And Now There Are Three

Loss happens to all of us. But how we grieve is up to us. Grief is about change. And for me, I choose to engage with my grief and do something in service to others. That is how I heal. I also use story telling to heal my soul. I talk about my sister, and my mother to all that will listen.

I am now the only member of my immediate family not diagnosed by lung disease. First there were five of us, and now there are three.  Most recently, my sister Debra died from metastatic lung cancer; the same disease that took my mother in 1989. My sister always said she was more like my mother than I was. And now, in death, that is true. My brother had a stroke last year from smoking, and my dad lives with COPD after having a collapsed lung.

They were all smokers. I never smoked. Well, I tried it once and hated it. My mother, of blessed memory, could never understand how I could smoke pot. That is a story for another day.

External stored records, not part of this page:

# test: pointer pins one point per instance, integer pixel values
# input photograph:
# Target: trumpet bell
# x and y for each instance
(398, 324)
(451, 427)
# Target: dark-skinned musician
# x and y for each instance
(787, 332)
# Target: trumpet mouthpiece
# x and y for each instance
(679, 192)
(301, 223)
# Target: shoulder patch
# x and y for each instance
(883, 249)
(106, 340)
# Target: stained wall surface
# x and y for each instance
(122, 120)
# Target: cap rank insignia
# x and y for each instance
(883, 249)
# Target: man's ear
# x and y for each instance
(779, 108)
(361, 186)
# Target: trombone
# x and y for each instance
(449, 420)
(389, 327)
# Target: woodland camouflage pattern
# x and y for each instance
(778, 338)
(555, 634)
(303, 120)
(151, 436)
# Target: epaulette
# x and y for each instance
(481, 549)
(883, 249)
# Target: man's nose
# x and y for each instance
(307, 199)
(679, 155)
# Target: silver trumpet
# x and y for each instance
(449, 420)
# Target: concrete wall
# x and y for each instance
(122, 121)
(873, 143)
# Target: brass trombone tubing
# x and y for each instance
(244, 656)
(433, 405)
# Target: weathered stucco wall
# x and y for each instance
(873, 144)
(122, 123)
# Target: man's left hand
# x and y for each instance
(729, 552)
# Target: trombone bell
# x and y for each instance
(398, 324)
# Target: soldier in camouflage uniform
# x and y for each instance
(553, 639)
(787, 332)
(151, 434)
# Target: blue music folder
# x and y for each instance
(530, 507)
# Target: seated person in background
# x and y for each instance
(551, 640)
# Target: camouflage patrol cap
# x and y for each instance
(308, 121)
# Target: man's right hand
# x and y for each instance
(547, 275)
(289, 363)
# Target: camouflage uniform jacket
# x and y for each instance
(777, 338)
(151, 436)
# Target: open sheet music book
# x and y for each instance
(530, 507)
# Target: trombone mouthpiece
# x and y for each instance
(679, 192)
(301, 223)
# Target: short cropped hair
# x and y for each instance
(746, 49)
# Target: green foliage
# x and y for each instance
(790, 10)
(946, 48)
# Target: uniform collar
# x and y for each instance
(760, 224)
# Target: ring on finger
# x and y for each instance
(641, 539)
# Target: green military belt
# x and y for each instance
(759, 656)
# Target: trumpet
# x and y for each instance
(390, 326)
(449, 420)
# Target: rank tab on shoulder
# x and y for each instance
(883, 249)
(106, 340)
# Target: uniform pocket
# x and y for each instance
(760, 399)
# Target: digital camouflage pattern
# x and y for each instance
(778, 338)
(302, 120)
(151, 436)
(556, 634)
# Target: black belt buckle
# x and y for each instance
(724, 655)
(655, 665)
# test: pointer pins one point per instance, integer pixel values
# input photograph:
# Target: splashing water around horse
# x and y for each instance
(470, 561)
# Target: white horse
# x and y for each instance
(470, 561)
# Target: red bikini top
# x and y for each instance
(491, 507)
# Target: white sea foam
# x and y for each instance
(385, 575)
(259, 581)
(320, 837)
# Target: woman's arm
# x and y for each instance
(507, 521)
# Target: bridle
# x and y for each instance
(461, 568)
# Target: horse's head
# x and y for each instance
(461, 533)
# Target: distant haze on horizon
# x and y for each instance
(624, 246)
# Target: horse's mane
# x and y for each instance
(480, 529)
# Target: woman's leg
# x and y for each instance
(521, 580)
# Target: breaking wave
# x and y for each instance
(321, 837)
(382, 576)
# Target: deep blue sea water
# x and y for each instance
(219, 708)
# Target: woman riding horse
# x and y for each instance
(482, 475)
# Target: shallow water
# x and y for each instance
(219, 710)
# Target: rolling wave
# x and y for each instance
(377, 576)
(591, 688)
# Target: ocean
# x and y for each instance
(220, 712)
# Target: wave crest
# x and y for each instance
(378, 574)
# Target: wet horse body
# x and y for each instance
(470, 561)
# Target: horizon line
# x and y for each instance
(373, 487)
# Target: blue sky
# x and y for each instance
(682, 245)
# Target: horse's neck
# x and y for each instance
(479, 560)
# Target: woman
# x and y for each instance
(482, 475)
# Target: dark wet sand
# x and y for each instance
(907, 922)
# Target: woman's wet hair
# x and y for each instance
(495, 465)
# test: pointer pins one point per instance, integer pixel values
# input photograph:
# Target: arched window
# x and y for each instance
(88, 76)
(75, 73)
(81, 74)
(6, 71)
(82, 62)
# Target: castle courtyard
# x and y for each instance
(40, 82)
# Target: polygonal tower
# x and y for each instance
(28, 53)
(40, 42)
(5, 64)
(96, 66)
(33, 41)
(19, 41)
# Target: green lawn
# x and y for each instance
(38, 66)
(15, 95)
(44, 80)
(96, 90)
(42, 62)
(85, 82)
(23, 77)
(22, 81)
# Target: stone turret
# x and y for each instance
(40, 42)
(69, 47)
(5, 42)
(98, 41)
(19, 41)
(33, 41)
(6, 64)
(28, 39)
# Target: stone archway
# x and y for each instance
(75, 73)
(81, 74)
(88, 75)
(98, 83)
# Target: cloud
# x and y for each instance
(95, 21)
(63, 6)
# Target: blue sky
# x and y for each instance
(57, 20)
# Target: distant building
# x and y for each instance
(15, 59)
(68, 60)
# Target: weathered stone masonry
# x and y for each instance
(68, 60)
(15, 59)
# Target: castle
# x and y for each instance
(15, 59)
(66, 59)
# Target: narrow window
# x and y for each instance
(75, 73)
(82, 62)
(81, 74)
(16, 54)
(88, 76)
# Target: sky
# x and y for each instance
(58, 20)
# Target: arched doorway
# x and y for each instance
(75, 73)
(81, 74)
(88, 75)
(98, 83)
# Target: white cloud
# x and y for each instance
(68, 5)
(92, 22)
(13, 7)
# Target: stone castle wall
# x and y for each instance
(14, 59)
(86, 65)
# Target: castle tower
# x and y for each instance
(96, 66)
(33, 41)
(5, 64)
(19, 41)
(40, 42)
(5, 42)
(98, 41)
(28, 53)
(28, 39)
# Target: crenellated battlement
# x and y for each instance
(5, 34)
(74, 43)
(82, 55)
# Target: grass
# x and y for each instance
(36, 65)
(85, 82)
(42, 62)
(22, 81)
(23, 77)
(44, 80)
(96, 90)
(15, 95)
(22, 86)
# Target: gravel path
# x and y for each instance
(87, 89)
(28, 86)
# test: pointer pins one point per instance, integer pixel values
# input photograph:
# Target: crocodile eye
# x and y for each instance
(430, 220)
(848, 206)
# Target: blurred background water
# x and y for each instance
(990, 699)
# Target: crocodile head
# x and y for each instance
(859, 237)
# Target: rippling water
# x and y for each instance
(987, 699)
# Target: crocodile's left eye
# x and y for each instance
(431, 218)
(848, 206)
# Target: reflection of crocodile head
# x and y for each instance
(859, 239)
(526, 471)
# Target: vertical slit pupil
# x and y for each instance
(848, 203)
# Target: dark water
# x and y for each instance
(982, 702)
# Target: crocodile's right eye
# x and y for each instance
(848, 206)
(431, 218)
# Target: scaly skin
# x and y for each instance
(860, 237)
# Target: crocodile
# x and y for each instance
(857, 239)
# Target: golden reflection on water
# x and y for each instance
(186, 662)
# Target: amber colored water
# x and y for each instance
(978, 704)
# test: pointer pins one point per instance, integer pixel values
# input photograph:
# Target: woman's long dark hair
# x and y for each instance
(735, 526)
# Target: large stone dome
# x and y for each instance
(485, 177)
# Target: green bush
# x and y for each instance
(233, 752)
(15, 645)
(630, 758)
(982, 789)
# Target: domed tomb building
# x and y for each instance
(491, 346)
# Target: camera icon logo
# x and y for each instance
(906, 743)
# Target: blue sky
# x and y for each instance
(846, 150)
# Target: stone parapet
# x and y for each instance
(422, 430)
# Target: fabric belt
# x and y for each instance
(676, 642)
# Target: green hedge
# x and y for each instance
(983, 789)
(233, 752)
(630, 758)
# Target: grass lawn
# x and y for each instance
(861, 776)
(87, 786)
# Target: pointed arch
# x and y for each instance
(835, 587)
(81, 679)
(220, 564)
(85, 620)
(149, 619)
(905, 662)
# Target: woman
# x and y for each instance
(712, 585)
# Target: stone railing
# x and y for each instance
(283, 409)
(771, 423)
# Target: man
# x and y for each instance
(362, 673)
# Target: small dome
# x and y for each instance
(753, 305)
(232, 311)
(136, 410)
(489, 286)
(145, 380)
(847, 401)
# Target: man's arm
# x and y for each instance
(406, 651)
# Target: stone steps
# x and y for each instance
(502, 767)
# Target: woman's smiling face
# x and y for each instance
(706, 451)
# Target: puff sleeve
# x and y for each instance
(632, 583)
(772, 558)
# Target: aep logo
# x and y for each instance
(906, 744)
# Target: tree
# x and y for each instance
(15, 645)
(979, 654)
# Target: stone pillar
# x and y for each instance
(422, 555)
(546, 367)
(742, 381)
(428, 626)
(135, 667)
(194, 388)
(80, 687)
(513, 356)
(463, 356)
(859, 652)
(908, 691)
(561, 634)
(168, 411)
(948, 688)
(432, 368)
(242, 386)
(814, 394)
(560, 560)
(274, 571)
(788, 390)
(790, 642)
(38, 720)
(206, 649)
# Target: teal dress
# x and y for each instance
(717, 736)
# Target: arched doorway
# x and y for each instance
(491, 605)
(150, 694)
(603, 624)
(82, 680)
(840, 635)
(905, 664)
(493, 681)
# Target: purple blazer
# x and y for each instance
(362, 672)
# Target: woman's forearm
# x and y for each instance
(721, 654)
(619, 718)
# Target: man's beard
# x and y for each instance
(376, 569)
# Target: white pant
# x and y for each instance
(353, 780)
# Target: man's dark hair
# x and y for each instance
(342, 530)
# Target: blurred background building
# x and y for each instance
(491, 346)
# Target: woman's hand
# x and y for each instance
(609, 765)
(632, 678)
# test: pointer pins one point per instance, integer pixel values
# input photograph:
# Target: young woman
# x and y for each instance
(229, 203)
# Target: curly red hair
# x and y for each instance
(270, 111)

My sister died on December 16, 2022, on my father’s birthday.  To me her death was sudden. To her it was slow and painful. She was found on the floor of her apartment, barely breathing after three days of not responding to calls, texts or emails. We hadn’t spoken in months as she also suffered from mental illness. Her demons got in the way of our love. Where do I put all of my unspoken words?  Time ran out. 

We had just returned from a wonderful month long adventure in Paris. A long overdue vacation since Covid surrounded the world. My brother called to tell me Debra was in the hospital. She was found on the floor, barely breathing. It was three or four days since anyone had spoken to her. Her son called the local precinct, and requested a wellness check on her. They found her, on the floor with a barely detectable pulse.

She was rushed to the ER, and placed on life support. Hope was gone. Her heart stopped and she was gone. My sister had cancer that spread. She had a mass in her lungs and in her brain. She smoked, just like our mother.

Where do I put all the unspoken words? How do I resolve the distance that was always present between us? Even when you are estranged from someone, there is a tiny bit of comfort in the knowing that she is over there, living her life. You think you have all the time to resolve the issues, to speak the unspoken words. You think one day, maybe we will talk and finally resolve all the issues between us. And now, that day will never come. The possibility no longer exists. She is dead.

With this sudden realization, I panicked. I thought, I too may have some form of lung disease lurking because I grew up surrounded by second hand smoke. I recently had a series of tests and scans, and I have no detectable obstructions, blockages or issues. 

I live alongside all this grief in my heart. My whole life there were three of us. I am the oldest, followed by Debra, then Steven. Always, two girls and a boy. And now there are two.